Halvade on a local cluster¶
Setup¶
A folder with the required binaries is required on every node, getting the binaries is described here. Similarly, a folder with the required reference files needs to be available on every node, please look here for an overview of the required reference files. Both folders need to be accessible on every node in the exact same place, copy these folders to every node with scp like this:
1 2 3 4 5 6 7 | # the folder might need to be created on the nodes first: # do this for every node <nodename> in the cluster ssh nodename "mkdir -p $halvaderef $halvadebin" # again for every node <nodename> in the cluster scp -r $halvaderef nodename:$halvaderef scp -r $halvadebin nodename:$halvadebin |
Halvade relies on several libraries, which need to be downloaded and be located where you will run the halvade.sh script from, the required files are described here.

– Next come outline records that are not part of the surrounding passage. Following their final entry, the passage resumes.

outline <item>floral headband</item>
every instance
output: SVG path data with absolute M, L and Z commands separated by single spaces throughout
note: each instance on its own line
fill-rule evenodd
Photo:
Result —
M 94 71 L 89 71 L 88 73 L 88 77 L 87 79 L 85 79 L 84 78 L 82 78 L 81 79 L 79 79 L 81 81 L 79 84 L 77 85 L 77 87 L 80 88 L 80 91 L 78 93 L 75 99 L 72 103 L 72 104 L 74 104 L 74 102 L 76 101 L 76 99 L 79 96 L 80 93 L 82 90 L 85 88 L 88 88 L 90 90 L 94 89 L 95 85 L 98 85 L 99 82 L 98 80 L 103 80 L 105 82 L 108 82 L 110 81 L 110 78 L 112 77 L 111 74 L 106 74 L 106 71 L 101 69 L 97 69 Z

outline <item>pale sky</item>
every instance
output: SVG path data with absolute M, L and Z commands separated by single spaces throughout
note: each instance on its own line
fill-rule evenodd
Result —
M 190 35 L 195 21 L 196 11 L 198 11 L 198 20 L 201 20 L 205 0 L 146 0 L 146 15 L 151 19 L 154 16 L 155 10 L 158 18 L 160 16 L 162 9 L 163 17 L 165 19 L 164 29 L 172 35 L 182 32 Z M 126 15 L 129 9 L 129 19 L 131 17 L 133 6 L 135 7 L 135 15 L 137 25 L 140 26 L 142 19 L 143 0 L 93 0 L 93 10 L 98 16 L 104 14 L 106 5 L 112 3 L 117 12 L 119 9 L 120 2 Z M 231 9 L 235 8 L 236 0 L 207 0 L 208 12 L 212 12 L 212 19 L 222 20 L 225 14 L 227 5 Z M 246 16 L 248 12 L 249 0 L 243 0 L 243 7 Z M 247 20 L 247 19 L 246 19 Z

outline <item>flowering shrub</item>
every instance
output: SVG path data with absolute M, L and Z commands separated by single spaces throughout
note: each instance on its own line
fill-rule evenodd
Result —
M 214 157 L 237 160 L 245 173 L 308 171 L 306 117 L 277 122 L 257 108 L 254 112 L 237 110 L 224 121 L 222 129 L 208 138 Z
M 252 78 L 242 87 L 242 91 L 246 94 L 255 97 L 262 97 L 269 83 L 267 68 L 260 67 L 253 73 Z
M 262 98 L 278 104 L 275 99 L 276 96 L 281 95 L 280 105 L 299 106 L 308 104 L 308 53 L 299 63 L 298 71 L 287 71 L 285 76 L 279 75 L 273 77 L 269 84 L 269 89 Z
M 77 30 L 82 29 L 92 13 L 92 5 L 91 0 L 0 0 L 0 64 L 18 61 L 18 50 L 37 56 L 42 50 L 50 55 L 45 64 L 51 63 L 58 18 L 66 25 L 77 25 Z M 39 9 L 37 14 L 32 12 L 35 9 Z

The script to run halvade can be found in the scripts folders of the git repository or can be downloaded here:
1 | wget https://bitbucket.org/dries_decap/halvadeforspark/downloads/halvade.sh
|
Run¶
1 2 3 4 5 6 7 8 9 10 11 | # SOMATIC # FASTQ input, a folder with paired FASTQ files per read group ./halvade.sh somatic /halvade/ref/ /halvade/bin/ /halvade/input/tumor/ /halvade/input/normal/ /halvade/output/somatic.vcf # BAM input, already aligned reads with read groups added ./halvade.sh somatic /halvade/ref/ /halvade/bin/ /halvade/input/tumor.bam /halvade/input/normal.bam /halvade/output/somatic.vcf # GERMLINE # FASTQ input, a folder with paired FASTQ files per read group ./halvade.sh germline /halvade/ref/ /halvade/bin/ /halvade/input/germline /halvade/output/germline.vcf # BAM input, already aligned reads with read groups added ./halvade.sh germline /halvade/ref/ /halvade/bin/ /halvade/input/germline.bam /halvade/output/germline.vcf |
Input¶
There are several valid inputs that Halvade accepts:
- a directory with paired
fastq|fq(.gz)?files per read group or unaligned BAM files per read group. The files must have_1.fastq(.gz)?or_1.fq(.gz)?suffixes for the first file and_2.fastq(.gz)?or_2.fq(.gz)?for the second. - a directory which has already been preprocessed, containing a folder per read group and
fastq|fq(.gz)?files in thos folders - a single aligned BAM file with containing all read groups of a sample with read group information
Other Options¶
The script supports these options:
--exome: run the exome pipeline--tmpdir<string>: set the folder for tmp files--germlineSM<string>: germline samplename--tumorSM<string>: tumor samplename--normalSM<string>: normal samplename--partitions<int>: override default number of partitions
To override automatically detected resources:
--memory<int>: sets the available memory in GB--cpus<int>: sets the number of available CPUs--nodes<int>: sets the number of nodes in the cluster--executor_memory<int>: sets the memory in MB per executor--executor_cpus<int>: sets the number of CPUs per executor
Additional Halvade options can be set with the variable HALVADE_OPTS, while extra option for spark-submit can be set with EXTRA_SPARK_OPTIONS:
1 2 | HALVADE_OPTS="--variant_caller both" EXTRA_SPARK_OPTIONS="--master=spark://$ip:7077" |
An overview of additional Halvade options can be found here
For expert users, you can run the script with the --quiet option to show the command that will start a halvade job and change any required parameters.